Jeden z producentów hitu Disneya, legendarny Jerry Bruckheimer chciałby, żeby gwiazdor wystąpił w kontynuacji zamiast Margot Robbie.
Johnny Depp znów w Piratach z Karaibów?
Johnny Depp pożegnał się z rolą Jacka Sparrowa jakiś czas temu. Nawet podczas ostatniego głośnego procesu sądowego przeciw Amber Heard zarzekał się, że nie wróci do "Piratów z Karaibów" nawet za 300 milionów dolarów i "milion alpak". Producent Jerry Bruckheimer zdradził jednak, że nie wyklucza całkowicie udziału gwiazdora w nadchodzącej części serii.
Od czasu premiery "Zemsty Salazara" minęło sporo czasu i wiele się zmieniło. Depp jest w ostatnich latach problematyczną postacią dla wielu producentów z powodu kontrowersyjnego związku z Amber Heard. Od kiedy został uznany przez sąd za sprawcę przemocy domowej, Hollywood odcina się od gwiazdora.
Dlatego też Disney cały czas kombinuje, jakby tu odświeżyć serię "Piraci z Karaibów". Legendarny producent Jerry Bruckheimer w rozmowie z "The Times" nie tylko potwierdził informacje na temat 6. części filmu, ale również nie wykluczył, że Depp powróci do serii.
Na pytanie o obecność Deppa w obsadzie opowiedział, sugerując, że istnieje na to duża szansa.

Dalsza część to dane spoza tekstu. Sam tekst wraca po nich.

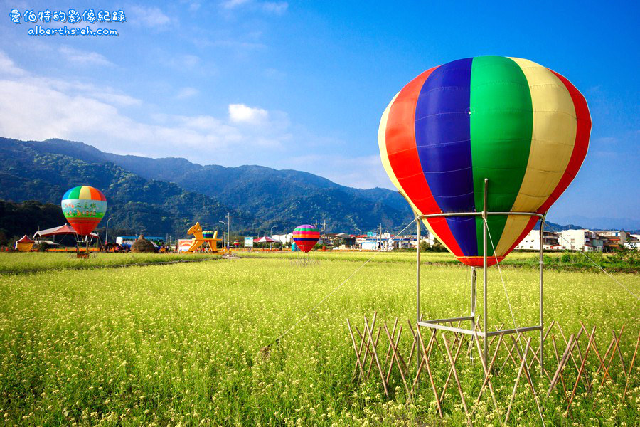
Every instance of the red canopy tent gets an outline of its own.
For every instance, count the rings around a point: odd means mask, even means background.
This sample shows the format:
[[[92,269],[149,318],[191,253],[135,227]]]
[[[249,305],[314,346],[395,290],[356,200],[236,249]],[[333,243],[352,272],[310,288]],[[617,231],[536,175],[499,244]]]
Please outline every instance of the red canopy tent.
[[[65,234],[76,234],[75,230],[69,224],[60,226],[59,227],[53,227],[53,228],[47,228],[46,230],[41,230],[36,231],[33,234],[33,238],[42,238],[43,237],[50,237],[51,236],[61,236]],[[92,233],[89,236],[91,237],[97,237],[97,234]]]
[[[268,237],[267,236],[265,236],[264,237],[261,237],[260,238],[253,239],[253,243],[274,243],[277,241],[278,241],[273,240],[272,238],[271,238],[270,237]]]

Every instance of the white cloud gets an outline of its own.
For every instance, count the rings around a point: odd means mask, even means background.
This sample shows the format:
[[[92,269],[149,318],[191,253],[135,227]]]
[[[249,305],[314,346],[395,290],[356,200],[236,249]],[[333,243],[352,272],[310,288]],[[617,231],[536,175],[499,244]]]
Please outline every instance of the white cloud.
[[[261,163],[291,140],[286,113],[234,104],[229,115],[148,115],[149,105],[109,88],[33,76],[0,52],[0,135],[58,137],[118,154],[182,157],[198,163]],[[9,67],[9,65],[11,65]],[[193,88],[183,88],[193,93]],[[133,118],[126,109],[135,109]],[[142,118],[137,118],[142,117]]]
[[[10,75],[22,75],[25,73],[1,51],[0,51],[0,73]]]
[[[250,2],[251,0],[227,0],[226,1],[223,1],[222,5],[225,9],[233,9]]]
[[[345,143],[292,125],[282,111],[239,102],[229,105],[221,117],[149,114],[154,106],[112,88],[28,73],[0,51],[0,70],[4,69],[11,73],[0,74],[0,136],[58,137],[117,154],[185,157],[202,164],[265,164],[351,186],[392,186],[378,155],[297,155]],[[178,95],[197,92],[184,87]]]
[[[142,7],[131,6],[127,12],[127,19],[131,11],[130,19],[134,25],[140,25],[156,30],[164,30],[171,23],[171,19],[157,7]]]
[[[193,96],[196,96],[198,93],[200,93],[200,91],[195,88],[183,88],[178,91],[178,94],[176,95],[176,97],[178,100],[183,100],[186,98],[191,97]]]
[[[113,65],[113,63],[97,52],[88,52],[75,49],[67,46],[61,46],[58,52],[62,53],[65,58],[75,65]]]
[[[262,9],[267,12],[271,12],[282,15],[287,11],[289,4],[286,1],[265,1],[262,4]]]
[[[229,118],[236,123],[257,125],[264,122],[269,113],[266,110],[248,107],[244,104],[230,104]]]

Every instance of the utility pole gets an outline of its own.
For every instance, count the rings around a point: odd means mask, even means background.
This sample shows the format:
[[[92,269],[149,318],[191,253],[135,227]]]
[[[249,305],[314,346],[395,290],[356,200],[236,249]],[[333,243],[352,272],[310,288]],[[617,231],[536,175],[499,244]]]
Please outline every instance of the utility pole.
[[[378,226],[378,250],[380,251],[380,238],[382,237],[382,224]]]
[[[229,250],[229,236],[231,235],[231,215],[227,212],[227,251]]]

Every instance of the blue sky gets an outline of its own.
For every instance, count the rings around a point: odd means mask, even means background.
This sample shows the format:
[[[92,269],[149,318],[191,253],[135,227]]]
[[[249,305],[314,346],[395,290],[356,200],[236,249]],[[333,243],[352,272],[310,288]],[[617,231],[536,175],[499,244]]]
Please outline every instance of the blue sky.
[[[551,220],[639,218],[639,6],[484,3],[2,0],[0,135],[393,188],[376,138],[393,95],[450,60],[518,56],[565,75],[591,110],[589,154]],[[32,37],[14,8],[127,22],[90,26],[117,37]]]

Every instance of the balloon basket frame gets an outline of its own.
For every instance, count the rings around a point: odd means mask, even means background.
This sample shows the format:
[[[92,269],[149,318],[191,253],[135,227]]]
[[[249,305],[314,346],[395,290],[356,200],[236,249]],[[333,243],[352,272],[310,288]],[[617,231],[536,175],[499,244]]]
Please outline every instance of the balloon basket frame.
[[[496,335],[506,335],[508,334],[519,334],[521,332],[526,332],[529,331],[540,331],[540,347],[539,352],[540,354],[538,355],[540,359],[540,364],[541,367],[540,369],[540,375],[543,375],[544,374],[544,351],[543,351],[543,344],[544,344],[544,315],[543,315],[543,288],[544,288],[544,280],[543,280],[543,270],[544,270],[544,238],[543,238],[543,233],[545,228],[545,218],[546,216],[546,213],[545,214],[539,214],[538,212],[491,212],[489,211],[487,209],[487,187],[489,186],[489,179],[484,179],[484,206],[483,210],[481,212],[453,212],[453,213],[441,213],[441,214],[431,214],[429,215],[420,215],[415,217],[416,226],[417,228],[417,251],[416,251],[416,322],[417,325],[417,327],[427,327],[431,330],[440,330],[442,331],[449,331],[455,333],[459,334],[465,334],[469,335],[474,336],[475,339],[479,340],[482,339],[483,341],[483,347],[482,347],[482,353],[483,353],[483,359],[484,360],[487,360],[487,357],[489,354],[489,339],[491,337],[495,337]],[[539,300],[538,300],[538,306],[540,309],[540,317],[538,320],[538,324],[534,326],[527,326],[523,327],[516,327],[514,329],[498,329],[496,330],[487,330],[487,325],[489,324],[489,310],[487,307],[487,290],[486,290],[486,284],[487,284],[487,259],[491,257],[487,257],[487,218],[491,216],[508,216],[510,215],[518,215],[518,216],[524,216],[529,217],[538,217],[540,218],[540,290],[539,290]],[[483,271],[483,305],[482,305],[482,320],[481,324],[482,327],[481,330],[476,330],[477,324],[479,321],[476,318],[476,282],[477,278],[476,268],[471,267],[471,312],[468,316],[461,316],[459,317],[451,317],[447,319],[433,319],[430,320],[422,320],[422,315],[420,312],[420,222],[422,220],[429,219],[432,218],[451,218],[451,217],[459,217],[459,216],[480,216],[482,218],[483,226],[482,226],[482,245],[483,245],[483,256],[482,256],[482,271]],[[471,328],[470,329],[464,329],[459,327],[461,322],[471,322]],[[458,322],[459,327],[455,327],[453,326],[453,322]],[[449,325],[447,326],[447,325]],[[434,330],[435,332],[435,330]],[[420,353],[418,352],[418,353]],[[420,356],[417,356],[417,365],[420,367],[421,363]]]
[[[316,251],[310,251],[308,253],[300,251],[302,255],[296,257],[294,259],[289,260],[289,264],[294,267],[308,267],[311,265],[319,265],[320,260],[316,259]],[[313,255],[309,255],[313,253]]]

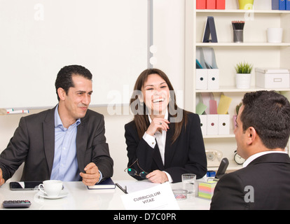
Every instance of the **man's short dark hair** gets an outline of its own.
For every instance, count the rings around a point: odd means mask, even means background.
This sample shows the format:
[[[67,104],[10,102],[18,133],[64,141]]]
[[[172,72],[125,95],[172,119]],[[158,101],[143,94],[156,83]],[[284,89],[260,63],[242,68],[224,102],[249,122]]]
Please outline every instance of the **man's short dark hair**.
[[[243,131],[253,127],[269,149],[284,148],[290,134],[290,104],[275,91],[247,92],[240,116]]]
[[[92,75],[90,71],[81,65],[68,65],[64,66],[60,70],[55,80],[55,90],[57,95],[57,99],[60,101],[60,97],[57,94],[58,88],[61,88],[64,90],[67,94],[69,89],[74,86],[72,81],[72,75],[78,75],[92,80]]]

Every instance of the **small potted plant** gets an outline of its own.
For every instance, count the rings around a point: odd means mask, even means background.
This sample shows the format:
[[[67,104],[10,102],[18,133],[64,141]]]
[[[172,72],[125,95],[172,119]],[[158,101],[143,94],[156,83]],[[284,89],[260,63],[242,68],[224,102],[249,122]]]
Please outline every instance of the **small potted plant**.
[[[253,66],[247,62],[240,62],[235,66],[235,84],[238,89],[249,89],[251,86]]]

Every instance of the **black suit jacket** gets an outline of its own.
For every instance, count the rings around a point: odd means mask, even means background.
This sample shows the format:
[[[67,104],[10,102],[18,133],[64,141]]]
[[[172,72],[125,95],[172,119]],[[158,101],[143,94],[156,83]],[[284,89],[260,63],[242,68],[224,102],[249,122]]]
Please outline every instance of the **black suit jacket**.
[[[152,148],[143,138],[139,138],[134,120],[126,124],[125,137],[129,158],[128,166],[138,159],[139,166],[144,171],[165,171],[170,174],[174,182],[181,181],[182,174],[195,174],[197,178],[204,176],[207,172],[207,159],[198,115],[188,113],[186,129],[184,124],[179,136],[172,144],[174,125],[174,122],[169,124],[163,165],[158,144]],[[138,174],[141,172],[137,163],[132,168],[136,169]],[[142,179],[138,176],[134,177],[138,180]]]
[[[7,181],[25,162],[21,181],[50,178],[55,152],[55,108],[20,119],[13,137],[0,155],[0,168]],[[113,175],[113,160],[104,136],[104,116],[88,110],[76,134],[79,172],[90,162],[96,164],[103,177]]]
[[[266,154],[223,176],[214,189],[211,209],[290,209],[289,156]]]

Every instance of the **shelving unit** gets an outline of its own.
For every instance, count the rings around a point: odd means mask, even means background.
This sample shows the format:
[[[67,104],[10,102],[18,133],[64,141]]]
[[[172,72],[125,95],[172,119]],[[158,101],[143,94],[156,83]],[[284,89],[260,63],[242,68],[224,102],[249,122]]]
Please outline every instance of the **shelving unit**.
[[[265,90],[256,86],[256,67],[290,69],[290,11],[265,9],[270,6],[271,0],[254,3],[254,10],[238,10],[237,0],[226,0],[226,10],[196,10],[195,0],[186,0],[186,57],[185,57],[185,108],[195,111],[199,96],[203,92],[212,92],[219,104],[221,94],[233,99],[228,113],[235,115],[235,106],[247,92]],[[263,4],[263,5],[258,5]],[[214,18],[218,43],[202,43],[207,16]],[[233,41],[231,21],[244,20],[244,43]],[[267,28],[283,28],[283,43],[267,42]],[[219,90],[195,89],[195,59],[197,47],[213,48],[216,64],[219,69]],[[235,88],[235,66],[240,62],[254,65],[250,89]],[[290,88],[277,89],[290,96]],[[206,149],[216,149],[223,152],[223,157],[230,160],[229,169],[239,169],[233,161],[236,149],[233,124],[231,120],[230,134],[228,135],[204,136]]]

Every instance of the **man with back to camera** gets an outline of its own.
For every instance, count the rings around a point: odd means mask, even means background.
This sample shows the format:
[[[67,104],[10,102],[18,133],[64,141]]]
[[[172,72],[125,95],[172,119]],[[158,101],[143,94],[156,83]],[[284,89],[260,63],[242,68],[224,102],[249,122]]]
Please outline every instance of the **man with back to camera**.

Rozmawiamy z Margot Robbie. Opracowujemy dwa scenariusze "Piratów" – jeden z nią, jeden bez niej. Nie mówię, że Depp powróci w tym momencie, ale przyszłość jeszcze nie została rozstrzygnięta.
Na razie o nowym filmie z serii "Piraci z Karaibów" wiadomo bardzo niewiele. Od 2020 roku pojawiają się informacje o Margot Robbie, która ma zając miejsce Deppa, tudzież być nową kapitan Czarnej Perły. Istnieją też pogłoski o reboocie serii, gdzie główną rolę miałaby zagrać znana z filmów Marvela Karen Gillan.